You will have to start it after the finish patching it with the following command:

/u01/app/oracle/product/10.2.0/crs/crsctl start crs

You can verify that CRS starts by issuing the following command:

crs_stat -t

You will have to do the same thing for the Oracle home. Once patched, you can then create a database. For now, and because of the extensity of this already post already, I would say use dbca. Before you create the database, you should run NETCA and setup your listeners on both nodes. This will then setup the correct local_listeners and remote_listeners values in your DB parameters as well as your TNSNAMES.ORA file and LISTENER.ORA file.


When you setup ASM using DBCA, you will need to use a pfile and not an spfile. Use the default location. It will then create it in your admin/+ASM/pfile directory but it also creates it in your $ORACLE_HOME/dbs directory. The dbs directory is where you will want to make changes to your files later. When I setup the ASM and discovered the disks, I chose external redundancy because the SAN has it built in with RAID 5 or RAID 10. It will also ask you for an admin password. Remember this because if you use Grid Control, you will need to know that password to monitor your ASM disks. If you forget it, you will need to create a new password file. Also, if you use the default of +ASM then the instance on the first node will be +ASM1 and on the second will be +ASM2. You can only log into ASM as sysdba. It is not a database, just an instance with some data dictionary views. Also, when I built my diskgroups, I made my flash recovery area bigger than my database. I multiplex my redo logs and control files here. You canalso decide if you want to multiplex your archive logs between them. I send my RMAN backups uncompressed to DG2 as well. You can see why this has to be bigger than the diskgroup I use for the DB. You can use lower tier storage here than you do for the database. Work with your SAN guys in setting that up.


When you create the database and have it use ASM you can select the diskgroups you want to use. In my case, I chose both. I named them DG1 and DG2. When I turned on archiving, I used DG2. For the multiplexing of redo logs I used +DG1 and +DG2. That is all I selected. For the Flash Recovery Area, I used +DG2. When I got into my redo logs, you will notice there is 4 by default.

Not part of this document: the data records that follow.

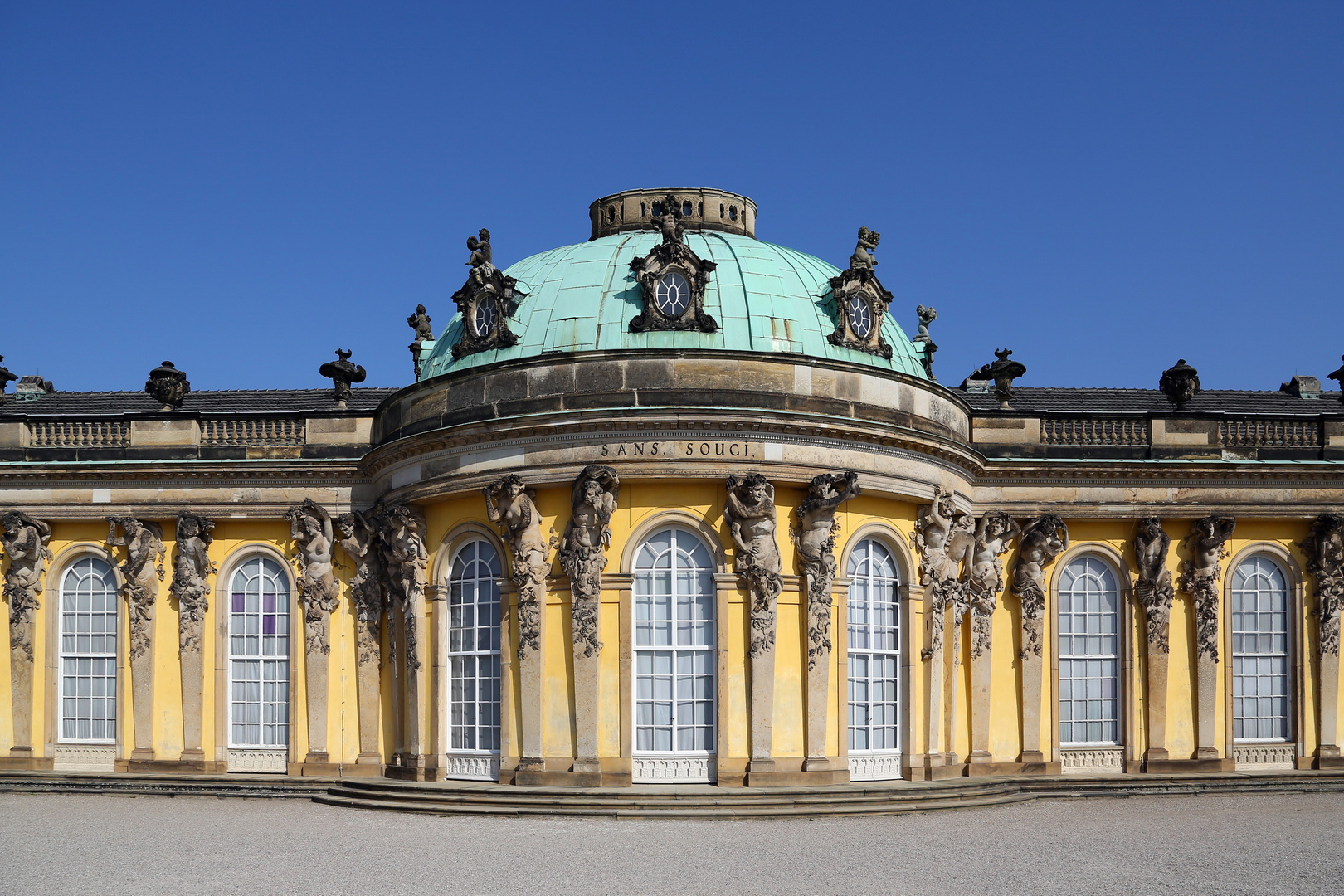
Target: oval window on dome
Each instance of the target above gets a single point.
(860, 316)
(672, 295)
(483, 321)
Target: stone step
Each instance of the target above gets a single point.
(569, 809)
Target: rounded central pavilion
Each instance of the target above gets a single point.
(663, 473)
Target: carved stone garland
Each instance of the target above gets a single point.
(24, 542)
(860, 301)
(485, 301)
(672, 280)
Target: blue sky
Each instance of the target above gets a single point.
(244, 187)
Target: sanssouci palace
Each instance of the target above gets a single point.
(672, 505)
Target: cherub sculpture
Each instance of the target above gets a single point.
(581, 553)
(862, 258)
(480, 246)
(816, 551)
(750, 516)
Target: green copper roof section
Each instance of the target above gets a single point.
(767, 299)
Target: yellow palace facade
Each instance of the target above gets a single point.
(672, 505)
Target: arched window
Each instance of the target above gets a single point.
(258, 655)
(474, 655)
(89, 653)
(674, 653)
(1259, 650)
(1089, 653)
(874, 664)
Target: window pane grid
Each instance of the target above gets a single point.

There is 2 for the first node and 2 for each additional node. If you look at them you will see the thread numbers are different. I went ahead and created a 5th and 6th group. 5th was thread 1 and 6th was thread 2. This gives me 3 redo logs for each node. When they archive, they will not overwrite eachother. I also made my redo logs 100MB in size. Oracle makes them way too small for my liking. If I can reduce the number of log switches, then I can reduce some overhead. When you are done, it will create your database on both nodes. After it finishes you can issue the crs_stat -t command again and you will see your services are started. You can also create other RAC databases doing the same thing.


A gotcha that I ran into was the load balancing. The parameter remote_listener is set to point to a tnsname in your tnsnames.ora. Whatever the host is, is what it will return when it tries to load balance. If it is not in DNS, then when it returns the connect string to go to the other node your local machine will not resolve it. You could make an entry in your etc/hosts file or you could just hardcode the VIP address and then it will always resolve. Up to you.